Hey Jana.. I hope that the new diagnosis is welcomed rather than scary... My diagnosis change my life as I finally had answers.. Hope you feel the same... Sorry to hear about the bladder issues.. I am on Capoxone daily injections, but busy migrating to the Gilenya clone... My medz are not effective anymore.. In RSA where I live, we cannot choose our medication, the Neuro chooses for you and you go with the plan... I really hope the medication is effective for you, I was diagnosed 3 years ago and this is my third treatment... My only wish for you would have been if you could have been a lot older before the diagnosis, it's difficult.. I was 30 when i was diagnosed... It sucks when you want to be active and social and your body does not play well with that idea.. Please ask more if you want to know more, people here are so awesome and so supportive... I have had great help in the past on this site.. Ask and you will be answered!
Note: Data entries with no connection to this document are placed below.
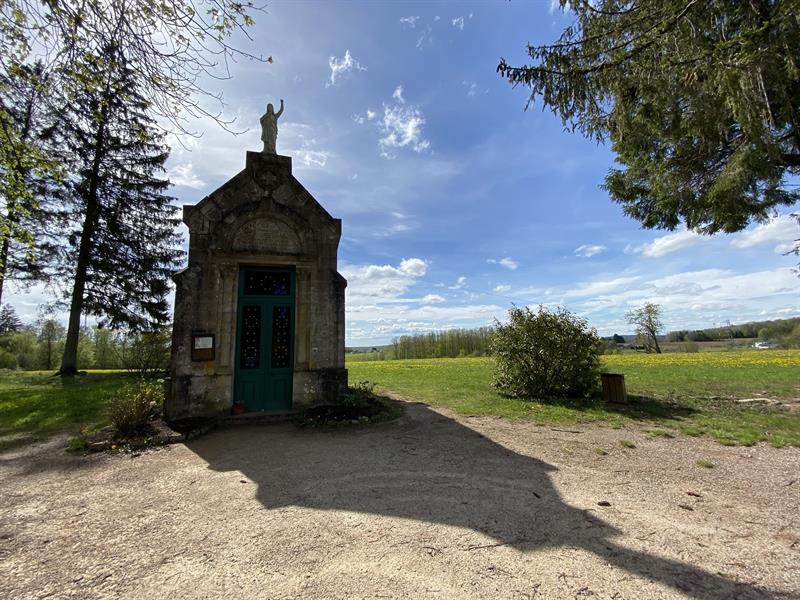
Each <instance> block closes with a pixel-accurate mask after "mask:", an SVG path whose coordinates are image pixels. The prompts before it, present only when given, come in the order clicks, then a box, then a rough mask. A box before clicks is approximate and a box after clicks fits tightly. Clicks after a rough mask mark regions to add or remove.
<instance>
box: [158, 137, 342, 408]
mask: <svg viewBox="0 0 800 600" xmlns="http://www.w3.org/2000/svg"><path fill="white" fill-rule="evenodd" d="M183 220H184V222H185V223H186V225H187V226H188V228H189V261H188V262H189V264H188V266H187V268H186V269H184V270H183V271H181V272H180V273H178V274H176V275H175V277H174V279H175V284H176V293H175V321H174V329H173V336H172V364H171V379H170V382H169V386H168V388H169V389H168V395H167V402H166V413H167V417H168V418H170V419H177V418H182V417H190V416H216V415H225V414H229V413H230V408H231V405H232V403H233V377H234V371H235V356H236V317H237V298H238V285H239V282H238V278H239V272H240V269H241V267H243V266H268V267H294V269H295V272H296V282H297V288H296V300H295V302H296V304H295V340H294V378H293V379H294V386H293V403H294V406H295V407H299V406H301V405H304V404H310V403H315V402H320V401H331V400H333V399H335V398H336V397H337V396H338V395H339V394H340V393H341V391H343V389H344V388H345V387H346V385H347V371H346V370H345V369H344V289H345V286H346V285H347V282H346V281H345V280H344V278H343V277H342V276H341V275H340V274H339V273H338V272H337V271H336V260H337V250H338V245H339V238H340V236H341V220H339V219H334V218H333V217H331V216H330V215H329V214H328V213H327V212H326V211H325V209H324V208H322V206H320V204H319V203H318V202H317V201H316V200H315V199H314V198H313V197H312V196H311V194H309V193H308V191H307V190H306V189H305V188H304V187H303V186H302V185H301V184H300V183H299V182H298V181H297V180H296V179H295V178H294V177H293V176H292V169H291V158H289V157H286V156H277V155H266V154H261V153H256V152H248V153H247V161H246V167H245V169H244V170H243V171H242V172H240V173H239V174H238V175H236V176H235V177H234V178H233V179H231V180H230V181H228V182H227V183H226V184H224V185H223V186H222V187H220V188H219V189H217V190H216V191H215V192H213V193H212V194H210V195H209V196H207V197H206V198H204V199H203V200H201V201H200V202H199V203H198V204H197V205H195V206H184V210H183ZM193 334H213V335H214V336H215V341H216V349H215V356H214V359H213V360H209V361H205V362H193V361H192V360H191V336H192V335H193Z"/></svg>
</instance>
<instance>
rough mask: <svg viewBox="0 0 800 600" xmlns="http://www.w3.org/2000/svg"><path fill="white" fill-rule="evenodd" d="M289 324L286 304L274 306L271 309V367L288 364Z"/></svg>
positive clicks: (274, 367) (288, 358)
mask: <svg viewBox="0 0 800 600" xmlns="http://www.w3.org/2000/svg"><path fill="white" fill-rule="evenodd" d="M290 326H291V319H290V318H289V307H288V306H275V307H273V309H272V368H273V369H281V368H284V367H288V366H289V360H290V352H289V341H290V335H291V332H290Z"/></svg>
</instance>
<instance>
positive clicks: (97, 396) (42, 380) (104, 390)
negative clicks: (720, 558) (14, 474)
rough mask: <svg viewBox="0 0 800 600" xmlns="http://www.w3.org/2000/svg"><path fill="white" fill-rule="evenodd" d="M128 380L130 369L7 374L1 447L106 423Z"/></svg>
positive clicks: (2, 407) (2, 422)
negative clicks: (67, 376)
mask: <svg viewBox="0 0 800 600" xmlns="http://www.w3.org/2000/svg"><path fill="white" fill-rule="evenodd" d="M130 381H131V378H130V376H129V375H127V374H126V373H123V372H108V371H106V372H98V371H94V372H93V371H90V372H89V373H88V374H87V375H84V376H81V377H75V378H73V379H65V380H62V379H61V378H60V377H54V376H53V373H52V371H47V372H35V371H34V372H5V373H3V374H2V375H0V448H5V447H10V446H15V445H19V444H22V443H28V442H33V441H36V440H40V439H43V438H46V437H47V436H48V435H51V434H53V433H56V432H61V431H69V432H75V431H77V430H78V429H80V428H81V427H92V426H95V427H96V426H101V425H104V424H106V423H107V417H106V409H107V406H108V403H109V401H110V400H111V398H112V397H113V395H114V393H115V392H116V391H118V390H120V389H121V388H122V387H124V386H125V385H126V384H128V383H129V382H130Z"/></svg>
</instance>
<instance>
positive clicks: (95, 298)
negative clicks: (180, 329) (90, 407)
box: [60, 45, 183, 375]
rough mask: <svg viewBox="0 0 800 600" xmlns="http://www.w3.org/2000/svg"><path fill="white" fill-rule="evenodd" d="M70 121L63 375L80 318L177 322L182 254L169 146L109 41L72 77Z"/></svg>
mask: <svg viewBox="0 0 800 600" xmlns="http://www.w3.org/2000/svg"><path fill="white" fill-rule="evenodd" d="M65 80H67V81H70V82H72V85H71V89H69V90H67V98H68V100H69V102H68V104H67V106H66V107H65V110H64V120H63V123H62V125H61V134H62V136H63V140H62V143H63V152H64V153H65V156H67V157H71V160H72V164H71V165H70V167H71V168H70V171H71V173H72V177H71V179H70V182H69V185H68V186H66V188H65V189H66V194H65V197H64V202H65V206H67V207H68V211H67V215H66V216H67V218H68V219H69V221H70V222H71V223H72V230H71V232H70V234H69V236H68V240H69V250H68V251H67V252H66V255H65V258H66V259H67V261H68V263H67V264H70V265H72V266H73V269H72V272H71V273H67V272H65V273H64V275H65V277H70V278H71V279H70V280H71V283H72V289H71V294H70V316H69V325H68V330H67V338H66V343H65V347H64V356H63V358H62V362H61V370H60V372H61V374H62V375H72V374H74V373H76V372H77V355H78V342H79V337H80V319H81V315H82V314H84V313H88V314H92V315H95V316H98V317H100V319H101V323H103V324H104V325H109V326H110V327H112V328H116V327H129V328H131V329H134V330H137V329H138V330H146V329H150V328H153V327H156V326H158V325H163V324H164V323H165V322H167V321H168V318H169V315H168V309H169V307H168V303H167V298H166V297H167V294H168V292H169V289H170V288H169V277H170V275H171V273H172V272H174V270H175V269H176V268H177V267H178V265H179V264H180V261H181V259H182V257H183V251H182V250H180V248H179V242H180V236H179V235H178V234H177V233H176V227H177V224H178V219H177V217H176V213H177V208H176V207H175V206H173V205H172V204H170V201H171V200H172V198H170V197H169V196H168V195H166V193H165V192H166V190H167V188H168V187H169V181H168V180H166V179H163V178H160V177H159V174H160V173H162V172H163V170H164V162H165V161H166V159H167V154H168V151H167V148H166V147H165V146H164V144H163V137H162V135H161V134H159V133H158V132H157V130H156V127H155V123H154V122H153V119H152V118H151V117H150V116H149V108H150V107H149V104H148V101H147V100H146V99H145V98H144V96H143V93H142V90H141V89H139V85H138V83H139V80H138V79H137V77H136V74H135V69H134V66H133V65H131V64H129V63H128V62H127V61H126V59H125V56H124V55H123V53H122V52H121V51H119V49H118V47H115V46H113V45H109V46H107V47H105V48H104V49H103V50H102V51H101V52H98V53H97V55H95V56H93V57H89V58H85V59H84V61H83V62H82V63H81V64H77V65H76V66H75V67H74V69H73V71H72V72H70V73H68V74H67V77H66V78H65Z"/></svg>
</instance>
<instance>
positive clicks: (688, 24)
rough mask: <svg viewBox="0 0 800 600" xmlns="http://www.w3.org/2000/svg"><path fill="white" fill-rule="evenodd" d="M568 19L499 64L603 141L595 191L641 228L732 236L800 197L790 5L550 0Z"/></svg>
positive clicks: (727, 0) (799, 117) (502, 74)
mask: <svg viewBox="0 0 800 600" xmlns="http://www.w3.org/2000/svg"><path fill="white" fill-rule="evenodd" d="M560 3H561V6H562V7H567V6H568V7H569V9H570V11H571V13H570V14H572V15H574V17H575V21H574V23H573V24H571V25H570V26H569V27H567V28H566V29H565V30H564V31H563V33H562V34H561V37H560V38H559V40H558V41H557V42H555V43H553V44H547V45H540V46H531V45H529V46H528V54H529V56H530V57H531V59H532V64H530V65H525V66H520V67H514V66H511V65H509V64H508V63H507V62H506V61H505V60H502V61H501V62H500V64H499V65H498V68H497V70H498V72H499V73H500V74H501V75H502V76H503V77H505V78H507V79H508V81H509V82H510V83H511V84H513V85H523V86H526V87H529V88H530V90H531V95H530V100H529V104H530V103H533V102H534V101H535V100H536V99H537V98H541V100H542V101H543V103H544V105H545V106H547V107H549V108H550V109H552V110H553V112H555V113H556V114H557V115H558V116H559V117H560V118H561V119H562V121H563V122H564V124H565V125H566V126H568V127H570V128H571V129H572V130H573V131H574V130H578V131H580V132H581V133H582V134H584V135H585V136H587V137H589V138H592V139H595V140H597V141H602V142H605V141H610V142H611V145H612V148H613V150H614V151H615V152H616V155H617V161H618V162H619V163H620V164H621V165H622V167H621V168H619V169H612V170H611V171H610V172H609V174H608V176H607V177H606V180H605V186H604V187H605V188H606V190H607V191H608V192H609V194H610V195H611V197H612V199H613V200H614V201H616V202H619V203H620V204H622V206H623V208H624V211H625V213H626V214H627V215H629V216H631V217H633V218H634V219H636V220H638V221H639V222H641V223H642V225H643V226H644V227H647V228H666V229H675V228H676V227H677V226H678V225H679V224H680V223H681V222H683V223H685V224H686V225H687V226H688V227H689V228H690V229H694V230H697V231H700V232H702V233H715V232H718V231H725V232H734V231H738V230H741V229H743V228H744V227H746V226H747V225H748V223H749V222H751V221H752V220H758V221H762V220H764V219H766V218H768V217H769V216H770V215H771V214H773V212H774V211H775V209H777V208H779V207H782V206H791V205H792V204H794V203H795V202H797V201H798V200H800V191H798V190H797V189H796V188H795V189H791V188H789V187H787V185H786V177H787V175H796V174H798V173H800V19H798V17H797V15H798V14H800V2H798V1H797V0H758V1H753V2H731V1H728V0H703V1H699V0H599V1H598V2H587V1H585V0H560Z"/></svg>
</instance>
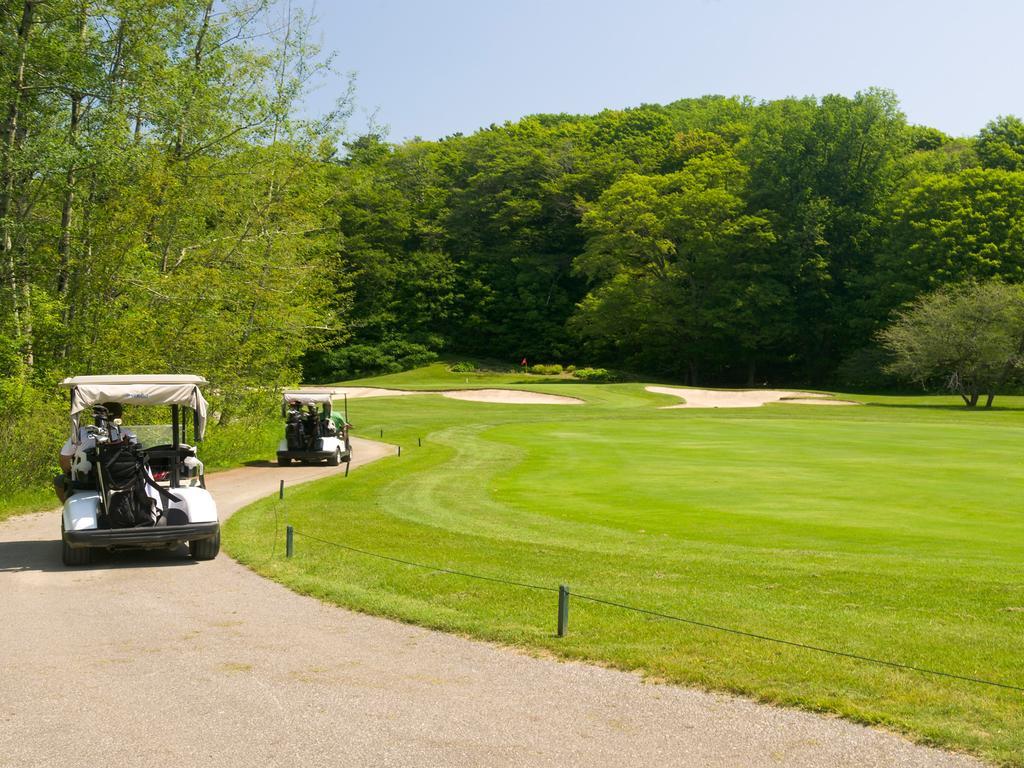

Happy Easter MS'ers

Hi there, I got diagnosed in Feb this year and am 22. My neurologist suggested that I go for lemtrada to hit it hard and because my MS is quite active (2 relapses in 8 months). I am due to start lemtrada in 2 weeks. There are obviously risks associated with it and I don't like taking medication but I decided that the risks outweighed the benefits. I'd personally rather have an intense treatment now and improve my quality of life rather than later down the line have a more debilitating ms. Best wishes!